SYDNEY — They may be the biggest creatures on the planet, but rare blue whales are notoriously difficult to find.
But scientists from the University of New South Wales believe they have located a massive, previously undiscovered group of the ocean giants thanks to bomb detectors.
It was the whales’ powerful singing — recorded by underwater microphones designed to pick up nuclear tests — that gave them away.
The discovery was made possible using data from the Comprehensive Nuclear-Test-Ban Treaty Organization (CTBTO), an organization that monitors international nuclear bomb testing.
The Comprehensive Nuclear-Test-Ban Treaty Organization has been using advanced underwater microphones (called ‘hydrophones’) since 2002 to detect sound waves from potential nuclear bomb tests. The recordings — which pick up many other detailed ocean sounds — are available to scientists to use for their marine science research.
The University of New South Wales-led team was studying the data when they found an unusually strong signal: a whale song that had previously been identified in the recordings but that scientists still knew little about.
After closely studying its composition (details like the song’s structure, frequency, and tempo), they realized that it belonged to a group of pygmy blue whales — but not any of the ones previously recorded in the area.

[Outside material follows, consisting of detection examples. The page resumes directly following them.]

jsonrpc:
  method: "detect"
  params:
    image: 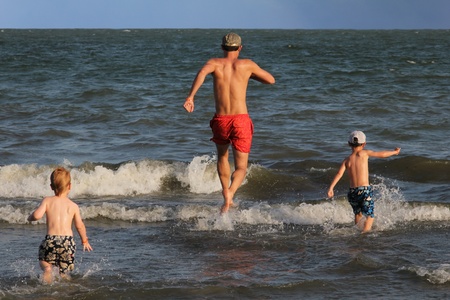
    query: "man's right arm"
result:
[183,61,214,112]
[250,61,275,84]
[366,148,400,158]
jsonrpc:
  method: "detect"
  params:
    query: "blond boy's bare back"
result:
[43,196,80,236]
[345,149,369,188]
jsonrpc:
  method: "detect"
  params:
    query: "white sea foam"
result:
[0,156,221,198]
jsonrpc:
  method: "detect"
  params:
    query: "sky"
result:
[0,0,450,29]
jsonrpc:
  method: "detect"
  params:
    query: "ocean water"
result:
[0,29,450,299]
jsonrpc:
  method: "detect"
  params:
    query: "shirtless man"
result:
[183,33,275,213]
[28,168,92,283]
[328,131,400,233]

“Humpback whales are like jazz singers,” says marine ecologist Professor Tracey Rogers.
“They change their songs all the time.
“Blue whales, on the other hand, are more traditional. They sing very structured, simple songs.”
The researchers suspect the population of pygmy blue whales — which still grow up to two bus lengths — is based in the central Indian Ocean.
But their unique song — which is so strong it can travel up to 500 kilometers — was picked up on recordings as far north as Sri Lanka and as far east as the Kimberley in Western Australia.
If visual sightings confirm the Chagos population, named after an archipelago near where they were found, they will become the fifth population of pygmy blue whales to be discovered in the Indian Ocean.
With blue whale populations pushed to the brink by whaling, that is a big deal, Rogers claims.
Unlike many whale populations in the southern hemisphere, blue whales haven’t recovered from whaling.
Discovering this new population is the first step to protecting it, the researchers say, and opens the door for more research into the shy animals’ behavior.
“Blue whales in the Southern Hemisphere are difficult to study because they live offshore and don’t jump around — they’re not show-ponies like the humpback whales,” Rogers said.
“Without these audio recordings, we’d have no idea there was this huge population of blue whales out in the middle of the equatorial Indian Ocean.”